There are a number of relevant observations to these comments:
1) 4 e and f. These comments regarding both the containment of smoke inside the FRC and the blocking of Halon from outside the FRC overlook the fact that these supposed conditions would also apply to any standard cargo container, and also overlook the fact that all cargo containers have a certification requirement that they be able to allow air to escape in the event of an in-flight decompression of the aircraft, and that these openings will provide access for smoke to escape and Halon to enter.
2) 5d. Tests carried out recently by at least one FCC OEM successfully demonstrated that the loaded pallet under the FCC, containing 1500 Lithium batteries placed in varying locations and simultaneously ignited, was able to contain the fire for the required six hours.

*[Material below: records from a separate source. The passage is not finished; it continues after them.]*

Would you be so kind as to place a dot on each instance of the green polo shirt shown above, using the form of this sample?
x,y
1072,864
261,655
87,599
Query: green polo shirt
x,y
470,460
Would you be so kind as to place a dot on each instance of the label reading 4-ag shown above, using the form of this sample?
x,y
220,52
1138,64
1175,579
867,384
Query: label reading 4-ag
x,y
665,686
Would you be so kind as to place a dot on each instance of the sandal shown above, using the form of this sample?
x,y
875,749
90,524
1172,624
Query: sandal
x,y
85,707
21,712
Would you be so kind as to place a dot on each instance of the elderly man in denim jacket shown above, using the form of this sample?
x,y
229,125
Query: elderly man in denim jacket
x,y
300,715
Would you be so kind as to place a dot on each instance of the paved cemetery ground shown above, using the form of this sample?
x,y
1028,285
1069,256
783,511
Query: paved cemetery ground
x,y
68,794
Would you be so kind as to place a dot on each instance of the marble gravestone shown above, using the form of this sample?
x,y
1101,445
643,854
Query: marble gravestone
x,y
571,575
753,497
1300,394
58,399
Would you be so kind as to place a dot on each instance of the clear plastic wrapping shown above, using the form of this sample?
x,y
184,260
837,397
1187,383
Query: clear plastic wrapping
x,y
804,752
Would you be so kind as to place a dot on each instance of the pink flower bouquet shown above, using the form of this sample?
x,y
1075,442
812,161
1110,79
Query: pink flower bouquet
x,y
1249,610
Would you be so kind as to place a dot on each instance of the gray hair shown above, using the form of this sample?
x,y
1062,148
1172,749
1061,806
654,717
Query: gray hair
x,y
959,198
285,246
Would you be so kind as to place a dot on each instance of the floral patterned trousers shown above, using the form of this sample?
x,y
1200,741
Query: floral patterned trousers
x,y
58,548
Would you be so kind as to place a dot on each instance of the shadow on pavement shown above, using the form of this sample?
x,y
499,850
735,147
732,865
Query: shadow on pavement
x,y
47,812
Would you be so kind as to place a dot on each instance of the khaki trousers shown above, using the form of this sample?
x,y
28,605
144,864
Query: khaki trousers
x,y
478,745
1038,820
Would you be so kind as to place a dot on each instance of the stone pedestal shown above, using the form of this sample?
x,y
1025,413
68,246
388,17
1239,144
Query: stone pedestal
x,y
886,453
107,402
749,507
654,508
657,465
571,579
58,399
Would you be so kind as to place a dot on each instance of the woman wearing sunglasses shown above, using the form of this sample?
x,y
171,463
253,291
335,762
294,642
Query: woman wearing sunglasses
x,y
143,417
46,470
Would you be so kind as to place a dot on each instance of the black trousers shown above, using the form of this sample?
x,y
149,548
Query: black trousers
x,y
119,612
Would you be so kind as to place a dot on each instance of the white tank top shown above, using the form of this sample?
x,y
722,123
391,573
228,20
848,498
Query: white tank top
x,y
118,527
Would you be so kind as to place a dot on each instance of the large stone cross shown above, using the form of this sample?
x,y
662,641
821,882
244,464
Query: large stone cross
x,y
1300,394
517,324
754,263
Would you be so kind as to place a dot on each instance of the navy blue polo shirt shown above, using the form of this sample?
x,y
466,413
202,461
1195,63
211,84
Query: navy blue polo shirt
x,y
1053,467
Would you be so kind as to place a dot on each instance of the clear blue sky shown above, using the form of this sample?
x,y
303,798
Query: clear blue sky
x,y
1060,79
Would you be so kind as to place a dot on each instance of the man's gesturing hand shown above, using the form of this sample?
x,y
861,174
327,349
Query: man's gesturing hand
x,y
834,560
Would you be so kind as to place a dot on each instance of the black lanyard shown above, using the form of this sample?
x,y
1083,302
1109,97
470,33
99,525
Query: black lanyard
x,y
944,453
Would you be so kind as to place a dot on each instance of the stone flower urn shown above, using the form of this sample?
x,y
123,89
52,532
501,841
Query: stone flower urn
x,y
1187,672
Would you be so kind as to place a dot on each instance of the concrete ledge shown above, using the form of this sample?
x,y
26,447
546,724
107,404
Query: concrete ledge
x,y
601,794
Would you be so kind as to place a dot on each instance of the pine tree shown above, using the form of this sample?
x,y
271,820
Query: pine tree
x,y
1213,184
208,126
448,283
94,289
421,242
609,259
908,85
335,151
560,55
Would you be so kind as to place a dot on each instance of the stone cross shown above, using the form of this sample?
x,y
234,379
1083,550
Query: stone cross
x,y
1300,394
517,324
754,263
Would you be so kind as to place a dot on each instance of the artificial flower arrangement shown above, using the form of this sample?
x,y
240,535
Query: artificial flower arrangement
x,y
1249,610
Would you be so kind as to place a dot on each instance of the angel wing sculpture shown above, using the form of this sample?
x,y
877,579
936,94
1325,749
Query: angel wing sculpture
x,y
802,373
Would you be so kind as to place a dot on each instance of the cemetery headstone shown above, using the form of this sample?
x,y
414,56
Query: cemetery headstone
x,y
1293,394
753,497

3) 4c. Since the issue of gassing and the subsequent explosions came to light during testing earlier this year considerable efforts have gone into finding methods by which FRC can contain/survive such explosions and it seems likely that this issue can be overcome.
It would therefore seem that many of the concerns raised in this ICAO meeting were done so in the absence of specialist ULD knowledge. We hope actions will be taken to correct this kind of misunderstanding by the time of the next meeting of this group.

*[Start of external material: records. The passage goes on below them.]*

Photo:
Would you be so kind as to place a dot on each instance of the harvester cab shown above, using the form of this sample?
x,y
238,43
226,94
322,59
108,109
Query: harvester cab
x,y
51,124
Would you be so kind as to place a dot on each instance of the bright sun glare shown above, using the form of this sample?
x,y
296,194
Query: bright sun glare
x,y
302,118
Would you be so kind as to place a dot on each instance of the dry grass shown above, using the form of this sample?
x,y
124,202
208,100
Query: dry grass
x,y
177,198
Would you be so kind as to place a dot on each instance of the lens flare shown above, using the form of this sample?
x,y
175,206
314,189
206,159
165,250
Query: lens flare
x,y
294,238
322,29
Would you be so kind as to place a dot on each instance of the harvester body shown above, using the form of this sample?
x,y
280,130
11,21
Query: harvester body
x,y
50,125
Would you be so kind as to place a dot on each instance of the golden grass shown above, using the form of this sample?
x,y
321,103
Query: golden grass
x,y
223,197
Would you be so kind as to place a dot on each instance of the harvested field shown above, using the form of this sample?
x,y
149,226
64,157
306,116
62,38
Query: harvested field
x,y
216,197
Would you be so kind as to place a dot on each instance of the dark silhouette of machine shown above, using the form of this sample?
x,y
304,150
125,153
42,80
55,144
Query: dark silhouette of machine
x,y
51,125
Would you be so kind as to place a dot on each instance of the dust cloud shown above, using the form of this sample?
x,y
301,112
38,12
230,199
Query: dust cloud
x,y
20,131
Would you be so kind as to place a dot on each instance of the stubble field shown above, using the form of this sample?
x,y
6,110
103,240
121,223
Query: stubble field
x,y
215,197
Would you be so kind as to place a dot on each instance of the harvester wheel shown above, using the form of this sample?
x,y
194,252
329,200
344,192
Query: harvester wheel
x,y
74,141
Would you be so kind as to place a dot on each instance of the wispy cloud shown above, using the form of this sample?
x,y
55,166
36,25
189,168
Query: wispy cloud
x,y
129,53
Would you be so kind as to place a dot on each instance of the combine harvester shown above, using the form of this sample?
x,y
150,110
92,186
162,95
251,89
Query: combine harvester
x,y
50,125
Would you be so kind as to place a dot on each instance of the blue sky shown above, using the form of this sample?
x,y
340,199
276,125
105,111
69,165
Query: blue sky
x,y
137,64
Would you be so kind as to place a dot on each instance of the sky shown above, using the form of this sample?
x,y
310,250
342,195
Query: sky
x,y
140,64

Meanwhile there is a considerable amount of activity on the technical side.
Extensive testing of various aspects continues, leading to some challenging outcomes. The best known of these is that tests now show a test FRC exploding unexpectedly, due to gassing from burning batteries. This discovery has led to a fresh set of challenges for FRC design, but seems not to be an issue for FCC. At the same tests on the effectiveness of Halon (the gas used for fire suppression in Class C compartments) seem also to indicate that Halon is not effective in extinguishing fires involving Lithium batteries.
On the standard-setting side of the subject, work is progressing with the creation of the necessary FRC standard, with an SAE meeting being held mid-October. The ambition remains that such a standard will lead to the publication by the FAA of a TSO for FRC in the near future.

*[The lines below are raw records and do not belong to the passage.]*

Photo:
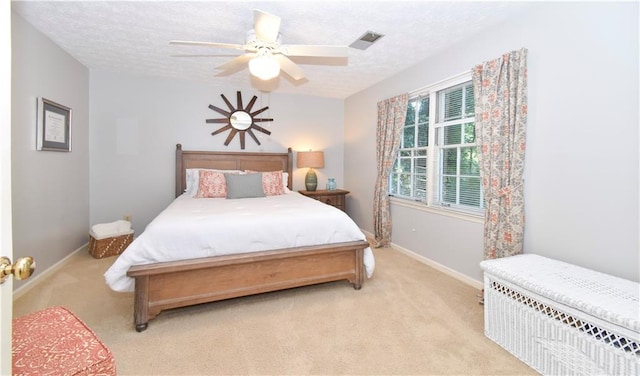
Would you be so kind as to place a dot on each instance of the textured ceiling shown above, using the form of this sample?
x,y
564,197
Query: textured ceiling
x,y
133,36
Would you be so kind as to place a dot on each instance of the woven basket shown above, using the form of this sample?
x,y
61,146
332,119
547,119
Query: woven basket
x,y
112,246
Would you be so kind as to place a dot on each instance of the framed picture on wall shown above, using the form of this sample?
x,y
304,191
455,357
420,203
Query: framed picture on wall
x,y
54,126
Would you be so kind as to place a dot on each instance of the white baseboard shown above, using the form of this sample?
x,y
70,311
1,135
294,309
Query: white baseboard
x,y
444,269
33,281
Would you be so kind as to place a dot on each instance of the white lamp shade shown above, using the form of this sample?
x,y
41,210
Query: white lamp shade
x,y
265,67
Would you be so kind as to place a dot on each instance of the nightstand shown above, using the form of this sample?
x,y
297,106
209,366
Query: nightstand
x,y
335,198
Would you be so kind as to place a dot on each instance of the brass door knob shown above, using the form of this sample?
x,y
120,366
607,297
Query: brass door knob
x,y
21,269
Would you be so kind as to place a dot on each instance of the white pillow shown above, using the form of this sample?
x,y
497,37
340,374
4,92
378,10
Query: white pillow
x,y
193,178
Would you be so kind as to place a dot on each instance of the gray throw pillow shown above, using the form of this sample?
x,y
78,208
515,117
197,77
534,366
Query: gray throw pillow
x,y
244,186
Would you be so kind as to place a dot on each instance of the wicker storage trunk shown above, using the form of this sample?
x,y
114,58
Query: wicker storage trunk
x,y
562,319
111,246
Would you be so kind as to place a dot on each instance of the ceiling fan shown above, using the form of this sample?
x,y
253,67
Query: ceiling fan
x,y
264,52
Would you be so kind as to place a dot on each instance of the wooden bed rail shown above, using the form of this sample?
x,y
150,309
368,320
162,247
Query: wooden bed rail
x,y
167,285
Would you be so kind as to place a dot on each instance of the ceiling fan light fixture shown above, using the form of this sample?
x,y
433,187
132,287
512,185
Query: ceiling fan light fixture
x,y
265,67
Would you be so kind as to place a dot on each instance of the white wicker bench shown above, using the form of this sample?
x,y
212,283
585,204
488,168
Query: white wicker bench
x,y
562,319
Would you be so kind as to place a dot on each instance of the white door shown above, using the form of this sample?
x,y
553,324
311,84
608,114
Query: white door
x,y
6,289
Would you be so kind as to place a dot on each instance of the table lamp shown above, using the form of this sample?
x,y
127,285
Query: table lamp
x,y
311,159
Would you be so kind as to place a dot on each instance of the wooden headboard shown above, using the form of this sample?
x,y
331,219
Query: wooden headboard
x,y
230,161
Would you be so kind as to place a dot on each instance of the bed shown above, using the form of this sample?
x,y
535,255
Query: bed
x,y
269,261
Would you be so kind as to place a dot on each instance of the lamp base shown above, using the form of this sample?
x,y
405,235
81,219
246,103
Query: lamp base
x,y
311,180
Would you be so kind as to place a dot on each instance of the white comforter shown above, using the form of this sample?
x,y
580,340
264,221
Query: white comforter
x,y
203,227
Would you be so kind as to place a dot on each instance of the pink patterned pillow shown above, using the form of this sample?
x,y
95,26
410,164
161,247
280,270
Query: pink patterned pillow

One potential area of concern for the industry is probably that while the initial standards were established against a Class A fire, which is one where general cargo is ignited (either by a lithium battery or by some other source), there is a general recognition that shipments involving multiple batteries are very common. There are of course multiple variations here, the quantity and type of batteries, the state of charge, the location inside the pallet, so the establishment of a standard could prove extremely challenging. However, what has been established in recent months through a number of ad hoc tests run by different OEMs with multiple (>1000 batteries) is that at least some current FCC designs are fully capable of handling this more challenging containment requirement which is encouraging.
There will probably be a need for another article on the subject in the not too distant future as things develop and ULD CARE will do its best to keep our members and readers informed on this very challenging and fast changing subject but in the meantime, we leave our readers with 3 thoughts:
The first is that FCC/FRC may well not be the total solution, and to expect that much from them is probably expecting too much, the deployment of FCC/FRC as method of mitigating the risk of lithium battery fires is as one part of a multistage approach, that starts with DG regulations and finishes with the aircraft, with the ULD in the middle.
The second is that given the evidence that any Lithium battery fire presents a very considerable risk to the aircraft, and given that such a fire may just as easily be triggered by any kind of fire in the same compartment, there is as much need to prevent a non Lithium battery fire spreading to and igniting a shipment of Lithium batteries as there is a need to prevent a fire originating in a Lithium battery from spreading to other batteries or cargo.
The third is that it would seem that airlines may need to move from viewing this as a choice whether to adopt the use of FCC/FRC and instead of seeing it as a choice between what level of protection they are comfortable with and how soon they wish to implement that protection.